Malamnya ibu Imah mengajakku berbicara di kamarnya. Aku menangis dalam pelukannya. Dena sudah tidur sejak jam 8 tadi.

"Yang sabar ya, Sayang. Pelan-pelan bantu Tommy untuk mengingat kalian. Ingat kata dokter Virna, jangan dipaksa atau nanti dia akan mengalami sakit kepala. Ibu akan akan pergi seminggu untuk membantu budhe Nani. Setelah itu ibu akan tinggal di rumah Rommy. Kalau ada apa-apa, kamu bisa hubungi ibu, Rommy atau Tammy."

"Bu, bagaimana kalau kang Tommy nggak bisa mengingat aku, Dena dan anak-anak dalam kandunganku ini?" tanyaku sambil terisak. "Icha nggak siap dilupakan oleh kang Tommy. Icha nggak ikhlas Tommy hanya mengingat Tantri."

"Sabar sayang. Banyak-banyak berdoa kepadaNya agar Tommy bisa pulih seperti sediakala. Ibu yakin Tommy akan segera pulih dengan perhatian yang kamu berikan. Sudah jangan menangis lagi. Mulai malam ini kamu terpaksa tidur denngan Dena. Nggak papa kan?"

"Nggak papa, bu. Yang penting kami bisa selalu dekat dengan kang Tommy." jawabku perlahan.🥺

⭐⭐⭐⭐

"Pak, sarapan sudah siap. Bapak mau sarapan di kamar atau di ruang makan?" tanyaku pagi itu kepada Tommy yang baru saja selesai mandi, dibantu oleh mang Jaja. Kini dia masih bertelanjang dada namun sudah mengenakan celana panjanh. Aku bergegas mengambilkan pakaian untuknya lalu membantunya berpakaian. Hatiku berdegup kencang saat aku harus berdiri begitu dekat dengan suami yang tidak mengenaliku.

"Terima kasih," ucapnya singkat. "Pagi ini aku akan sarapan di kamar. Bisa kamu bantu aku makan?" Aku mengangguk. Walaupun hati ini sedih karena dia masih belum mengingatku namun aku bahagia bisa mengurusnya.

"Kamu nggak kontrol ke dokter kandungan?" tanya Tommy saat aku duduk dihadapannya sambil menyuapi makanan. "Sudah berapa bulan usia kandunganmu? Suamimu nggak pernah menghubungi kamu? Ayah macam apa yang nggak peduli sama anak."

Aku tak menjawab, hanya mampu menunduk memandangi jari-jari kakiku.

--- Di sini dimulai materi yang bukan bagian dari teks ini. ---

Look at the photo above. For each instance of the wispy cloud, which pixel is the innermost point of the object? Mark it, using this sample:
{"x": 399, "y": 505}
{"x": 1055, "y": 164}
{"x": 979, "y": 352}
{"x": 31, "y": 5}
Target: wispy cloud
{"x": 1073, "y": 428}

"Hai, lihat aku kalau diajak bicara. Ada apa sih di lantai sampai kamu asyik banget lihat ke bawah."

"Ah, maaf pak. Nggak ada apa-apa."

"Kamu belum jawab pertanyaanku. Walau suami kamu nggak ada, bukan berarti kamu nggak peduli dengan kandunganmu."

"Saya baik-baik saja. Nanti saja saya kontrol ke dokter kandungan."

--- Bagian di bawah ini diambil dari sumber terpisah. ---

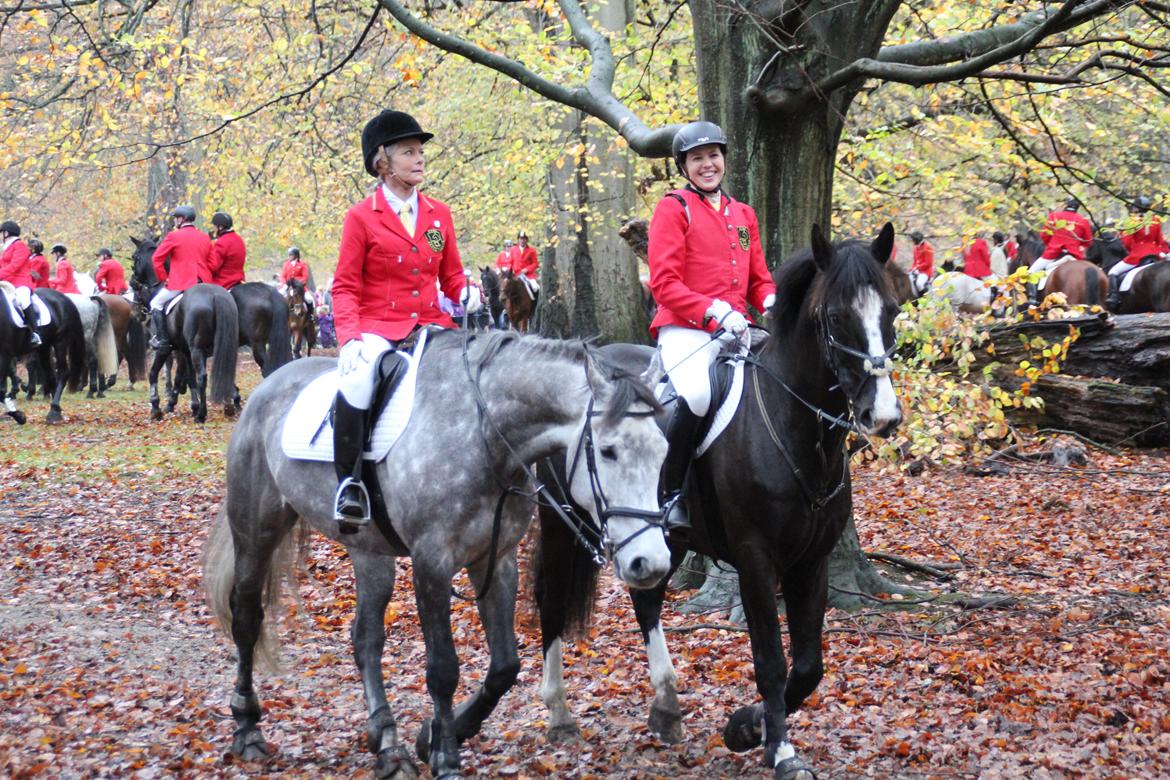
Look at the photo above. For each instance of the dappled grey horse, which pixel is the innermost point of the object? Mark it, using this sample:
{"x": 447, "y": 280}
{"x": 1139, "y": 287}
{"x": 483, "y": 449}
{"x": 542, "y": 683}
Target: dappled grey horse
{"x": 459, "y": 495}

"Nanti saat saya terapi, kamu periksa ke dokter kandungan. Kamu kan bekerja disitu, jadi kamu tahu siapa dokter yang bagus. Kamu pilih saja."

"Tapi pak...."

"Jangan khawatir kalau kamu nggak punya uang, aku akan bantu membayar biaya pemeriksaan kandunganmu. Ya, hitung-hitung sebagai balas budi karena kamu sudah mau membantuku." Aku mengangguk dan tak ingin membantah perkataan suamiku. Hatiku merasa bahagia, Tommy sudah mulai menerima kehadiranku walau hanya sebagai perawatnya.

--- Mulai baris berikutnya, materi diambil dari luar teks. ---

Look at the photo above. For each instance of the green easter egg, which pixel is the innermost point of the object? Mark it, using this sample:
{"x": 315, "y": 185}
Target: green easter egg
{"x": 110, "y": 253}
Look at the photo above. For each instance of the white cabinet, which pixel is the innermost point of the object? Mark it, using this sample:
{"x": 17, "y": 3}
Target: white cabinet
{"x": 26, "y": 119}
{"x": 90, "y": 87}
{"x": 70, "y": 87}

"Terima kasih, ka.... pak Tommy. Nanti saya akan sesuaikan jadwal kontrol saya dengan jadwal terapi pak Tommy." Aduh, hampir saja aku keceplosan memanggilnya kang Tommy.

"Kamu tahu, Cha. Aku ingin sekali punya anak, tapi sayang istriku keburu meninggal karena kecelakaan," Hatiku masih terasa sakit karena Tommy masih mengingat Tantri. Aku tak menyahuti ucapannya. "Atau, aku adopsi saja anak dalam kandunganmu?"

"Oh... eh... apa pak? Adopsi?"

"Iya, kalau memang suamimu tidak kembali biar aku adopsi anakmu."

"Tapi pak...."

"Kamu boleh tinggal disini sebagai perawat anak itu nanti, sebagai babysitternya." Oh my god, dia mau memintaku tinggal sebagai babysitter anakku sendiri. Aku tak tahu harus bersedih atau bahagia mendengarnya. Suamiku ingin mengadopsi anaknya sendiri. Kalau bukan karena dia amnesia, aku pasti sudah tertawa akibat lelucon yang tak lucu ini.